HARVEST deliveries have nearly reached 900,000 tonnes, with the Viterra network having its busiest week of the season so far.
Yield potential of dryland seed crops in the South East could be affected by the widespread frost damage in early November, according to Cox Rural’s Keith Scott Hutchins.
He said damage to lucerne seed crops was the most widespread he had seen in his career.
“It is in more than just a few paddocks, it occurred from Keith to Coonalpyn and it is a little bit unprecedented for frosts to occur in such a widespread area so late, in this region.”
Mr Hutchins said lowered crop potential was forecasted because frosts had caused lucerne shoots to burn off and turn yellow.
“Dryland lucerne is a multi-purpose crop so essentially it stopped the quality of shoot growth, so it has to re-grow from the base again,” he said.
“For the seed crops in particular, if it will be grazed off again, then growers would be relying on more moisture to get it up again.”

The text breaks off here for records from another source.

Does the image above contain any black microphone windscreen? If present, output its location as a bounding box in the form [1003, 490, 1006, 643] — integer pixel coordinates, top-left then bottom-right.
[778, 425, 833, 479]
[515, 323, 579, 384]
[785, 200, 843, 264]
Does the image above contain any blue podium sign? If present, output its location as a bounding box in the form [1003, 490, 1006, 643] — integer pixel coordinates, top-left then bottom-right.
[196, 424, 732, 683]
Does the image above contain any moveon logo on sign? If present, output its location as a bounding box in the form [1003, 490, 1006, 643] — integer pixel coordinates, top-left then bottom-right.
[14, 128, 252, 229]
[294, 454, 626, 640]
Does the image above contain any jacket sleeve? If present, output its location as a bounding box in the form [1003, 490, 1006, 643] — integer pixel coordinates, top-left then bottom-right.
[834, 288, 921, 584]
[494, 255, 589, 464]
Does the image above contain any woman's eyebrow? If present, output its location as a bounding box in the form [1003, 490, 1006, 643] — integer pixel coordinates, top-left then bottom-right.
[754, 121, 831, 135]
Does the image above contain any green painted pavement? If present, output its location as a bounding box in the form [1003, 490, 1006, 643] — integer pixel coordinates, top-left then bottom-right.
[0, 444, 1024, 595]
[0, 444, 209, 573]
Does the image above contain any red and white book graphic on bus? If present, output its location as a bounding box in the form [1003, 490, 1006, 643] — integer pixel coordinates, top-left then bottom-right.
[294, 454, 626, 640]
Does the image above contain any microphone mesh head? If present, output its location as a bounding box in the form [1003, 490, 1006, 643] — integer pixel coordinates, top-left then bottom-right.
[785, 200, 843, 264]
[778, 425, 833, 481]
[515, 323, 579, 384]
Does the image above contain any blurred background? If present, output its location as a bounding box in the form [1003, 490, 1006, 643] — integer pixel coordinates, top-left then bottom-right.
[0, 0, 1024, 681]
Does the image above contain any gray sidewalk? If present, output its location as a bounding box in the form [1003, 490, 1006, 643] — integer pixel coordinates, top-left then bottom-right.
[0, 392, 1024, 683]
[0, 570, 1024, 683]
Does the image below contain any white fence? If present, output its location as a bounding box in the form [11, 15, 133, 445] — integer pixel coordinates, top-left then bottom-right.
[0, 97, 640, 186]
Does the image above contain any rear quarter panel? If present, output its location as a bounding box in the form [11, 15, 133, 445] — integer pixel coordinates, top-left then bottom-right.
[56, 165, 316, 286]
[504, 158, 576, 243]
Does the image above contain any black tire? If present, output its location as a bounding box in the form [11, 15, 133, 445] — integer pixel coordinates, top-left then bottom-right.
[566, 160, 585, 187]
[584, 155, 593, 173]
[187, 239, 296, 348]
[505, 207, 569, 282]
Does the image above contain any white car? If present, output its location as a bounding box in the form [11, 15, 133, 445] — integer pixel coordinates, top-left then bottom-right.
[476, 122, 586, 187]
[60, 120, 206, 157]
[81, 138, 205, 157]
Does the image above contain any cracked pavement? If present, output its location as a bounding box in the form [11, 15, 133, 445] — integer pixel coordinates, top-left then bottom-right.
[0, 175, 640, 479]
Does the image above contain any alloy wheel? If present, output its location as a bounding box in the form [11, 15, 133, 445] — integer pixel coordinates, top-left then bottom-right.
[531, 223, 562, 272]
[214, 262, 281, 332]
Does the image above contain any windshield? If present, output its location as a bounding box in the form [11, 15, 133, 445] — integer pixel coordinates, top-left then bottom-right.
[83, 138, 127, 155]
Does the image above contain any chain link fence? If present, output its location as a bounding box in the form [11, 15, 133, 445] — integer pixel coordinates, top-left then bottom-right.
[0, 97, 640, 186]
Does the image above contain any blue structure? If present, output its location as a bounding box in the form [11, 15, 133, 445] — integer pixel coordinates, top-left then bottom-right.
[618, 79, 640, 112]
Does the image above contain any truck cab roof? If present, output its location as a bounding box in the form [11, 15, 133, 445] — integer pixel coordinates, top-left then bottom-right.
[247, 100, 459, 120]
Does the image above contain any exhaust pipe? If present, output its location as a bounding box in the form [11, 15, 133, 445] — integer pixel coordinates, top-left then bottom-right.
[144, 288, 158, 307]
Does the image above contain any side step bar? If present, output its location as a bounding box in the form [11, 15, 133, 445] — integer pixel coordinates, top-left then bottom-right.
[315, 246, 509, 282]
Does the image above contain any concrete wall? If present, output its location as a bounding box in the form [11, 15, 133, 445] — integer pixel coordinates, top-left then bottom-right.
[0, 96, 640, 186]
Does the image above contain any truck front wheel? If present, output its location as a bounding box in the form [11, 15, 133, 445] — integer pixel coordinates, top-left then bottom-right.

Mr Hutchins said broadacre crops were mature by the time November’s frosts arrived and were therefore less frost-affected.
With an increasing number of headers active in paddocks, Grain Producers SA chief executive officer Darren Arney is reminding all those working or driving on regional roads to execute more care.
“All travellers on country roads need to be mindful of increased activity with harvest equipment and more truck movement,” he said.
“There may be roads where people might not have seen a semi-trailer or B-double for a while, as they’re really only active at harvest.”
Mr Arney said caution needed to be in place for regular road users and those moving harvesters, augers and chaser bins between farms.
“Farmers are sharing the road with their neighbours, and their own kids going to school,” he said.
“Harvest is a busy time of the year and it’s worth being mindful of slowing down to ensure everyone stays safe.”
GPSA is also reminding croppers to take time this week to fill in the National Heavy Vehicle Regulator survey to ensure SA is able to maintain agricultural activities under a new national system.
Recent warm weather has particularly lead to an increase in deliveries, with the week’s receivals of 669,627t to Tuesday making up 75 per cent of the total 897,415t of the season.
The largest deliveries are in the central region, with the majority of sites open, some with extended opening hours, and 332,917t in the past week.
Lentils, in particular, have been busy with a new daily receival record of 2538t set at Two Wells.
On the Eyre Peninsula, peas are the most progressed crop harvested, followed by cereals and canola.
In total, 234,553t have been delivered this week while reaping of faba beans and lentils has just begun.
Delivery in the eastern region has also picked up with 102,157t of the 113,108t total arriving in the past week.